VW und Airbus: Angriff auf Europas Industrie

Mit dem „Dieselskandal“ und dem „Eurofighterskandal“ steht die deutsche und europäische Industrie unter Attacke. Es ist kein Zufall, dass die neu gegründete „Liste Pilz“ als erste Aktion Anzeige gegen  VW erstattet hat und dass Pilz noch als Abgeordneter der Grünen an der Anzeige des Verteidigungsministers gegen Airbus mitwirkte. Ein User schickte mir ein Schreiben an Infrastrukturminister Jörg Leichtfried, das es auf den Punkt bringt: „Vielleicht kann Ihnen dieser Kurzartikel (Leserbrief) für die sachliche Beurteilung der Dieseldebatte hilfreich sein. Es wird immer einsichtiger, dass es beim von den USA lancierten ‚Dieselskandal‘ um die Niederringung und den Aufkauf der Europäischen Autoindustrie geht, … und wir lassen uns als willfährige Vasallen vor den Karren der Unterläufer spannen.“

Die Liste Pilz wendet sich im Fall VW an die Korruptionsstaatsanwaltschaft, während Pilz selbst Ex-Verteidigungsminister Norbert Darabos wegen des ihm zugeschriebenen Vergleichs mit EADS bei der Staatsanwaltschaft Wien angezeigt hat. Bei der Frage nach Diesel-Fahrverboten argumentiert Leichtfried übrigens differenziert, während er er manipulierte Abgaswerte kritisiert. Leichtfrieds Parteigenosse Verteidigungsminister Hans Peter Doskozil tappte in die Pilz-Falle mit der im Februar des Jahres eingereichten Anzeige gegen Airbus: „Verteidigungsminister Hans Peter Doskozil erhöht den Druck auf Eurofighter.
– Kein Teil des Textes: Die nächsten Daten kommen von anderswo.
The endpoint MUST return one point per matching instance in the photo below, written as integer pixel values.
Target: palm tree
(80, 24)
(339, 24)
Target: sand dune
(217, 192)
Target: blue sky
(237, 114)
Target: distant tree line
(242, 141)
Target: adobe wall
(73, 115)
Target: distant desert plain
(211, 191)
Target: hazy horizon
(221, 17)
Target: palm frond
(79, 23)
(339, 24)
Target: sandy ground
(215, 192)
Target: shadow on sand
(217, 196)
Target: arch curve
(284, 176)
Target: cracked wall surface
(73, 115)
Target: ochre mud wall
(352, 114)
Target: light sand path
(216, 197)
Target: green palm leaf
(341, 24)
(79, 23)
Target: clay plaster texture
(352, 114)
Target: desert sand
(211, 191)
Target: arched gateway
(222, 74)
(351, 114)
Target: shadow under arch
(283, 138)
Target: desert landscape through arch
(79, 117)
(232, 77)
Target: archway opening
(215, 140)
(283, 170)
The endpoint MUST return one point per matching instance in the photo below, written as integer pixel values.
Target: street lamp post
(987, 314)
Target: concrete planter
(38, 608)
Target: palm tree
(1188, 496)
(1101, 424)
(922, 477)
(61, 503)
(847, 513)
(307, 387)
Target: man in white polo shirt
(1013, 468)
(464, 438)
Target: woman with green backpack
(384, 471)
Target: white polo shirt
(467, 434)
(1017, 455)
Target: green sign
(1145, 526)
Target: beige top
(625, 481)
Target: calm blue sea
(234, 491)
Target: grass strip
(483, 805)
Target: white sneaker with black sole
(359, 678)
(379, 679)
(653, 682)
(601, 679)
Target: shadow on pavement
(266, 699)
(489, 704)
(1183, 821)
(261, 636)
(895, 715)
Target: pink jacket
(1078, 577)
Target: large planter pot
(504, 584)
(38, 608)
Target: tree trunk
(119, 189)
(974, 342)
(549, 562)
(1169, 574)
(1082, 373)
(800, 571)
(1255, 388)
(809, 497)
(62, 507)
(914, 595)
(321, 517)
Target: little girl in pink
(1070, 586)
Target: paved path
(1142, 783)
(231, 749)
Die zuständige Task Force im Ministerium hat mit Hilfe der renommierten, global tätigen US-Anwaltskanzlei Skadden überprüft, ob es aus Sicht der strengen Compliance Regeln des anglo- und US-amerikanisches Rechtes Anhaltspunkte für eine Anzeige in den USA gibt“, berichtet der US-affine „Kurier“.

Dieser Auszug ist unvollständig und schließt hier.